Conforme Marques, as comunidades das duas aldeias desenvolvem série de mecanismos de controle e autocontrole na organização das famílias e parentesco, o que serve como escudo diante das fragilidades sociais.

Pouca terra e muito índio
A realidade social e a superpopulação em uma área pequena em Dourados traduzem outras características da história indígena em Mato Grosso do Sul. O procurador do Ministério Público Federal, Marco Antônio Delfino, compara: MS tem situação inversa ao Amazonas, por exemplo, onde o ditado é de “muita terra para pouco índio”.

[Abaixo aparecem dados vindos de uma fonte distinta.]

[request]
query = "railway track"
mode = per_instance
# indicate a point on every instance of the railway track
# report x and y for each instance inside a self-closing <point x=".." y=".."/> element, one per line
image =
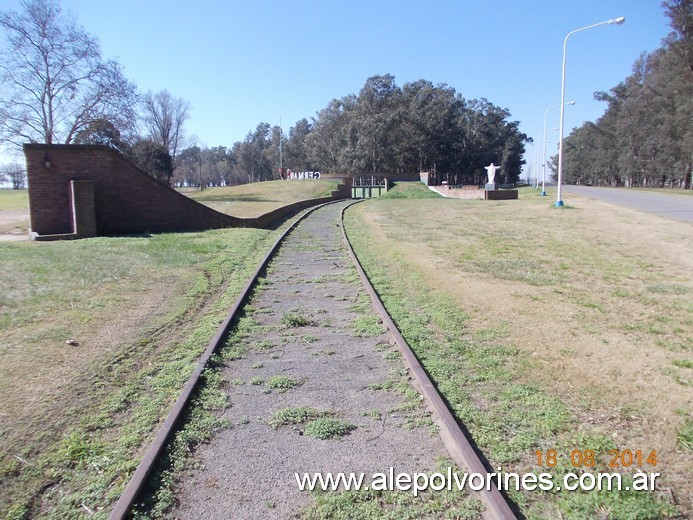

Conforme o procurador, a área equivale a 0,2% do território sul-mato-grossense. “Se nós compararmos com outros estados é um percentual absolutamente irrisório. Mato Grosso tem uma porcentagem de 14% [equivalente ao total do território] e mesmo assim continua a produzir e se desenvolver”.
Segundo números da Fundação Nacional do Índio, são 50 terras indígenas no território sul-mato-grossense. Em Mato Grosso são 77 e no Amazonas 161.
De acordo com dados do censo do Instituto Brasileiro de Geografia e Estatística (IBGE), em 1991, Mato Grosso do Sul possuía população de 32,7 mil índios contra 73,2 mil do censo de 2010, aumento de 123,7%. Para o professor Neimar Machado, da UFGD, o crescimento ocorre por conta da mudança de metodologia nos censos com a “autodeclaração”. A implantação de cotas também tem influência.
“À medida que os índios não tinham direito, não se declaravam. À medida que o estado reconheceu direitos, as pessoas foram se declarando”, afirma, antes de ressalvar. “Usam esse argumento para dizer que as pessoas inventam ascendência indígena. Ao contrário, a população indígena brasileira é muito maior do que mostra os censos, mas eles não se declaram por conta do preconceito”.
Para ele, a melhoria nos serviços essenciais à saúde para as comunidades indígenas é outra influência na melhora dos números, principalmente, depois que o setor foi assumido, primeiramente pela Funasa (Fundação Nacional de Saúde), e mais recentemente pela Sesai (Secretaria Especial de Saúde Indígena), órgãos ligados ao Ministério da Saúde.
“Melhorou muito os índices de imunização. Os programas sociais têm confrontado a situação de miséria e carência alimentar, embora ainda não sejam suficientes. Isso tem reduzido os índices de mortalidade e contribuído para o crescimento vegetativo”, explica.